The online grocery delivery company, Instacart, is making waves in the retail brokerage accounts as it prepares for its initial public offering (IPO). Set to trade under the ticker symbol “CART,” Instacart’s valuation is set at approximately $9.6 billion, according to a recent filing. This valuation represents a significant increase from its previous assessments, reflecting the changing dynamics of the market.
Investors will undoubtedly consider the future prospects of the expanding gig economy and its profitability when determining Instacart’s value. As a company that relies on contractors for home grocery deliveries, Instacart is seeking an estimated price range of $28 to $30 per share, corresponding to a price-to-sales ratio of between $3.64 and $3.9 based on projected 2022 revenue.
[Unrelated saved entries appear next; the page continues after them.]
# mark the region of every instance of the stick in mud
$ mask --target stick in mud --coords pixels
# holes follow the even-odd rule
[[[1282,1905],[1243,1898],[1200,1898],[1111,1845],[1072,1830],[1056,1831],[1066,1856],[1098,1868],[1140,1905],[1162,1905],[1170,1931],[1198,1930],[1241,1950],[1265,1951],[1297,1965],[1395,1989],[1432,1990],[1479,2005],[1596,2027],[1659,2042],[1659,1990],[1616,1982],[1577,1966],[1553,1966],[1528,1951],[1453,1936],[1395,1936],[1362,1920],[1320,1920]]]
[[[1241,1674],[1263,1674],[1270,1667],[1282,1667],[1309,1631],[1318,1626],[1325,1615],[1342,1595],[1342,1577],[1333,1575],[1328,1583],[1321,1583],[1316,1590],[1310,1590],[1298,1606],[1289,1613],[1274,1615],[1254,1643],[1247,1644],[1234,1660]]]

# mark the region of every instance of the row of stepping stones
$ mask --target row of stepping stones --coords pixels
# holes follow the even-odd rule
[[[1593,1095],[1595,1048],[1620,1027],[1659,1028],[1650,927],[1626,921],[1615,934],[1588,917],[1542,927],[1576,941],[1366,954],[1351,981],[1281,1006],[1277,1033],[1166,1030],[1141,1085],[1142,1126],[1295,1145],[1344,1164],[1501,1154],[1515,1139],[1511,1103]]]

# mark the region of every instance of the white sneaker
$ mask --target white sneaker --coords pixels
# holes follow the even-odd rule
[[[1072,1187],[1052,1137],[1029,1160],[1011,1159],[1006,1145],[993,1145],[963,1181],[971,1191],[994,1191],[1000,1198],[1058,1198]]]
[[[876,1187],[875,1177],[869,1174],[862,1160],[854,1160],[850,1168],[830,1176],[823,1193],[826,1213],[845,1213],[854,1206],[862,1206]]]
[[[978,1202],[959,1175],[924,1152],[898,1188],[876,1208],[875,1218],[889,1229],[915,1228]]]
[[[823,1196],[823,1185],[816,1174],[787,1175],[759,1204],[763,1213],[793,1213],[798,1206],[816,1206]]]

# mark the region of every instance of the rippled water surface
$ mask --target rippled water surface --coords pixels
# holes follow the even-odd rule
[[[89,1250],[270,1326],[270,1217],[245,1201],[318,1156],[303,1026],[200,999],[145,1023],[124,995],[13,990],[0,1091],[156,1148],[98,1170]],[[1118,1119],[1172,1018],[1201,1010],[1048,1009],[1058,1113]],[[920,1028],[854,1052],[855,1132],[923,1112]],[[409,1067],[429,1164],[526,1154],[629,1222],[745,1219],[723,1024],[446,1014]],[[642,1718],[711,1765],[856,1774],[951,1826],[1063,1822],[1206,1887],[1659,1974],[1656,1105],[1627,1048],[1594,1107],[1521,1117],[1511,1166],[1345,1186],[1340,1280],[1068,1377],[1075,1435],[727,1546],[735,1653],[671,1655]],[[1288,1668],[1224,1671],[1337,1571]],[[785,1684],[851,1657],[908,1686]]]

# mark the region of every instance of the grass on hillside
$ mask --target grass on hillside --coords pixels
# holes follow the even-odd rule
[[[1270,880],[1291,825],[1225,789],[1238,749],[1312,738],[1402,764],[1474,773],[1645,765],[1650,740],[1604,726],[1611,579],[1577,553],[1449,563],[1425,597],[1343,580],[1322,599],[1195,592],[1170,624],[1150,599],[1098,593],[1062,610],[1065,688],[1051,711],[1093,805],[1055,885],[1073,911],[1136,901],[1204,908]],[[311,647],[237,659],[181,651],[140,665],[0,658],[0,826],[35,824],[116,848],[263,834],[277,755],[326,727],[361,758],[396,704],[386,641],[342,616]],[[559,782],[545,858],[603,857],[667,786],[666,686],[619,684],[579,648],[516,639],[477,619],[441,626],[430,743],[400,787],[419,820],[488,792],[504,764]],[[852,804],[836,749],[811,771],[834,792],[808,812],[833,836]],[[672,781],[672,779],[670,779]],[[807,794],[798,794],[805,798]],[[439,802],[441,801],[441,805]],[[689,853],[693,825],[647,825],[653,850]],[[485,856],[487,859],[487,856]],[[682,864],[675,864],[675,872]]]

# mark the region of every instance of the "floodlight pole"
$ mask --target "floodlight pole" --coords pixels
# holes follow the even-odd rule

Comparing Instacart to its closest peer, DoorDash, which has a price-to-sales ratio of 4.2 times future sales, we can see that Instacart’s valuation remains competitive. Other gig economy companies, such as Uber and Lyft, boast lower price-to-sales ratios of 2.8 and 1 respectively. This metric provides valuable insight into startups’ potential value as their profitability is still in development.
Matthew Tuttle, CEO of Tuttle Capital Management, expressed his confidence in Instacart’s valuation. As an avid user of the app himself, Tuttle sees Instacart benefiting from the increasing prevalence of retail theft in physical stores and the potential resurgence of Covid-19. He believes this IPO could be a home run for investors.
With its upcoming IPO, Instacart is poised to make a significant impact on the grocery delivery market. The result will ultimately hinge upon investors’ faith in the gig economy’s future growth and profitability. Only time will tell whether Instacart can deliver on its potential.
Instacart: Revolutionizing Grocery Delivery
Instacart, an innovative company established in 2012, has experienced remarkable growth in recent years. With a revenue of $2.55 billion in 2021, it saw a substantial increase of 39% compared to the previous year. The primary sources of revenue for Instacart are the fees paid by both retailers and customers. This includes income generated from its premium membership program, Instacart+, which contributed to nearly three-quarters of the company’s total revenue. In addition, Instacart Ads, a relatively new but essential service developed under the leadership of CEO Fidji Simo, have played a vital role in driving the company’s growth. Fidji Simo, previously an executive at Meta Platforms (formerly known as Facebook), assumed the role of CEO in 2021.
The advertising business of Instacart experienced a remarkable 30% growth in the past year. Retail partners usually enter into short-term agreements with Instacart, involving payment based on clicks, ad views, or a fixed fee for a specified duration. Instacart views its advertising division as highly profitable; however, it acknowledges that future ad revenue may be subject to fluctuations. The company’s ability to attract new brands, customers, and expand into other markets will be critical in determining the success of its advertising efforts.
Wharton management professor David Hsu weighed in on Instacart’s prospects, stating, “The ad business is just starting to ramp up, and it remains to be seen how well it does.” He described Instacart as “an ambitious play with a lot of uncertainty.”
Despite impressive revenue growth, Instacart reported losses in both 2020 and 2021. While the company’s net income was $428 million in the previous year, more than three-quarters of this figure came from a tax benefit.
Instacart anticipates that recent successful IPOs, such as chip designer Arm Holdings, may positively impact its own valuation in the market. The stock experienced a 10% jump during its trading debut last week. As new listings continue to gain traction, Instacart remains hopeful that it will achieve its desired valuation or potentially even surpass it.